Infrastrutture di questo tipo sembrano raggiungere livelli di efficienza energetica molto superiori ai data center tradizionali. I risparmi realizzati dagli hyperscale data center si misurano in termini di power usage efficieny (PUE). Questa è definita calcolando il rapporto fra l’energia complessiva, necessaria per il funzionamento dell’intera infrastruttura – compresi luci e raffreddamento – e l’energia utilizzata per il calcolo.

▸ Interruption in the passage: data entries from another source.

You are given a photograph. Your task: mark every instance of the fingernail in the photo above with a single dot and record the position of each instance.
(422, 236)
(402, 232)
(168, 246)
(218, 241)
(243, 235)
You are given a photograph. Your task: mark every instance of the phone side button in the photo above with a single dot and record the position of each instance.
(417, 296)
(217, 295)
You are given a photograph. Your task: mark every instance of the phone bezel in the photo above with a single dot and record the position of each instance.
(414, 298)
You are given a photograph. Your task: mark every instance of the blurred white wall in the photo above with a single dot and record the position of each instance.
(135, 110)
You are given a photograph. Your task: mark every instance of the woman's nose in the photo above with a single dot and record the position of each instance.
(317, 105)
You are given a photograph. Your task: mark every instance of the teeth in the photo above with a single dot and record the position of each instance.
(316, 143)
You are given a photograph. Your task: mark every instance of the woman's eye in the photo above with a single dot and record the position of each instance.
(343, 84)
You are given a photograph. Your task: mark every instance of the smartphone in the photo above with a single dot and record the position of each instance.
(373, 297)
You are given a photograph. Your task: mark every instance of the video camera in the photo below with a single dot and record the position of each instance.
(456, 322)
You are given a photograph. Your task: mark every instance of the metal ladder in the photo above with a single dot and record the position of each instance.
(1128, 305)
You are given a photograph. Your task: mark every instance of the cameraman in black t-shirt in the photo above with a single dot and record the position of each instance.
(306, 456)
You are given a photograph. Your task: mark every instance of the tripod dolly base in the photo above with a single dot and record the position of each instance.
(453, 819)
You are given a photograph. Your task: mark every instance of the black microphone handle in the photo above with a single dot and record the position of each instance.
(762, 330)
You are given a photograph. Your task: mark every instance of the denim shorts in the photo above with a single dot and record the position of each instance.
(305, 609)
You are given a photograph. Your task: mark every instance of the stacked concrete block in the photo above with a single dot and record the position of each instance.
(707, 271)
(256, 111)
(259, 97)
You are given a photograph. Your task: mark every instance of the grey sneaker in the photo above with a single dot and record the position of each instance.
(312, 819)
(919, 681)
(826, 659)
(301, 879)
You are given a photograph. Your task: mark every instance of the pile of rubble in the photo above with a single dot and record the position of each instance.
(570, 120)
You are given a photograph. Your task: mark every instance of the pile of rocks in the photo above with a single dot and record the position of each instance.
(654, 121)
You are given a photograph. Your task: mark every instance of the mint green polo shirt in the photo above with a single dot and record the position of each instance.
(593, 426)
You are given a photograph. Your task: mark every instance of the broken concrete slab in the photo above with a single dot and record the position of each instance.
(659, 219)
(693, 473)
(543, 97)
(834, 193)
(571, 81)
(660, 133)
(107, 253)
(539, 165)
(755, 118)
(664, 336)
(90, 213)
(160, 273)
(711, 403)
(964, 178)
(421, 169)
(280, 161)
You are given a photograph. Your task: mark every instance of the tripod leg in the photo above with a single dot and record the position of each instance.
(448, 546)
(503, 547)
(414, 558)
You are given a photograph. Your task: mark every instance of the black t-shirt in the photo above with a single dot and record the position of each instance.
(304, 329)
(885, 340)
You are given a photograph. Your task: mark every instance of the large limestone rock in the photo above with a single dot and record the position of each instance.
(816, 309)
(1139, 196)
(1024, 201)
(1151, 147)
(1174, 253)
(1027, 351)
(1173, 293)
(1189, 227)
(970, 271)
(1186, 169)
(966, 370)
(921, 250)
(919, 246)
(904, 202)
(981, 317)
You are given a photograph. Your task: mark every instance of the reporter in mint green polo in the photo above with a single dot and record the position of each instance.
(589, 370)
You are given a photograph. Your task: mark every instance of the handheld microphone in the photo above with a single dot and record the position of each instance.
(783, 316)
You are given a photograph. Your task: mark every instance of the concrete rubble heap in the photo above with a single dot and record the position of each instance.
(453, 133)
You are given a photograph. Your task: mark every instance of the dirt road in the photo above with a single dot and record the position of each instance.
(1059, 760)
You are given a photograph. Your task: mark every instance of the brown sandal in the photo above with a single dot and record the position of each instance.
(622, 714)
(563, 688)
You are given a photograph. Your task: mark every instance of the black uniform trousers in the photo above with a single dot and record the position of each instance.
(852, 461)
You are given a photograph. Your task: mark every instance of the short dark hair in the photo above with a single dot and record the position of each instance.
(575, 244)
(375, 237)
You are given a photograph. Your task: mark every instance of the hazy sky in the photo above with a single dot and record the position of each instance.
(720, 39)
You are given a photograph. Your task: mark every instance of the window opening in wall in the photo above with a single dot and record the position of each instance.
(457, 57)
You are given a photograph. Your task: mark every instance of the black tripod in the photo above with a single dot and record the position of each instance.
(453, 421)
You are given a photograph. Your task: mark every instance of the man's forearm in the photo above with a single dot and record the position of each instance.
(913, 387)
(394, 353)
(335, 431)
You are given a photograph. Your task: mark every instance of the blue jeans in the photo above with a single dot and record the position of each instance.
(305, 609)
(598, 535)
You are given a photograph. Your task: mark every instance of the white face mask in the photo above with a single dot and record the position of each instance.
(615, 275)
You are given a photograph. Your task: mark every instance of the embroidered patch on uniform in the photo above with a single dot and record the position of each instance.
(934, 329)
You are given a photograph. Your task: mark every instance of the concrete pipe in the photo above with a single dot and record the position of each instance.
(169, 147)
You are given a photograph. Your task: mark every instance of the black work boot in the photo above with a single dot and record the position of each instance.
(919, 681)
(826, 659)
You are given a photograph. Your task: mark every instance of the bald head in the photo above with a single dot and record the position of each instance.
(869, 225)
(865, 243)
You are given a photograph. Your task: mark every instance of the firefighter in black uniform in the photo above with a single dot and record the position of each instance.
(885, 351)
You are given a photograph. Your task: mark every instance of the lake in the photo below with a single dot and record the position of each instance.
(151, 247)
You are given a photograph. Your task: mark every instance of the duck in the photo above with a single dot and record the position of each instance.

Scrive Nicola Jones: «I data center convenzionali hanno un PUE di circa 2,0; negli hyperscale data center questo valore è stato ridotto a circa 1,2. Google, per esempio, vanta un PUE di 1,12 in media per tutti i suoi centri» (traduzione nostra).
Il problema del raffreddamento e dell’acqua
Ci si può domandare se sia questa l’unica via verso il green computing. Una via che, com’è facile intuire, possono seguire solo i grandi fornitori di infrastrutture cloud, con il risultato di conseguire un ulteriore vantaggio competitivo legato alle loro formidabili capacità di investimento. Certamente ci sono altri aspetti su cui occorrerà lavorare molto. A cominciare dalla questione del raffreddamento. Oggi in un data center tradizionale il condizionamento dell’aria incide fino al 40% della bolletta energetica. Senza contare il consumo di acqua, che è necessario per far funzionare gli impianti di raffreddamento e che determina ulteriori problemi ambientali. Uno studio di qualche anno fa giunse a determinare che nel 2014 il consumo di acqua da parte dei data center negli Stati Uniti (Bora Ristic, Kaveh Madani, Zen Makuch, The Water Footprint of Data Centers, “Sustainability”, 7, 8, 2015, 11260-11284) aveva già raggiunto i 100 miliardi di litri.
Allo studio ci sono diverse soluzioni: dall’immersione dei server in un olio non conduttivo o bagno minerale all’uso di acqua calda in tubazione. È in questo contesto che nasce la decisione di Google di chiedere aiuto all’intelligenza artificiale, coinvolgendo il team di DeepMind.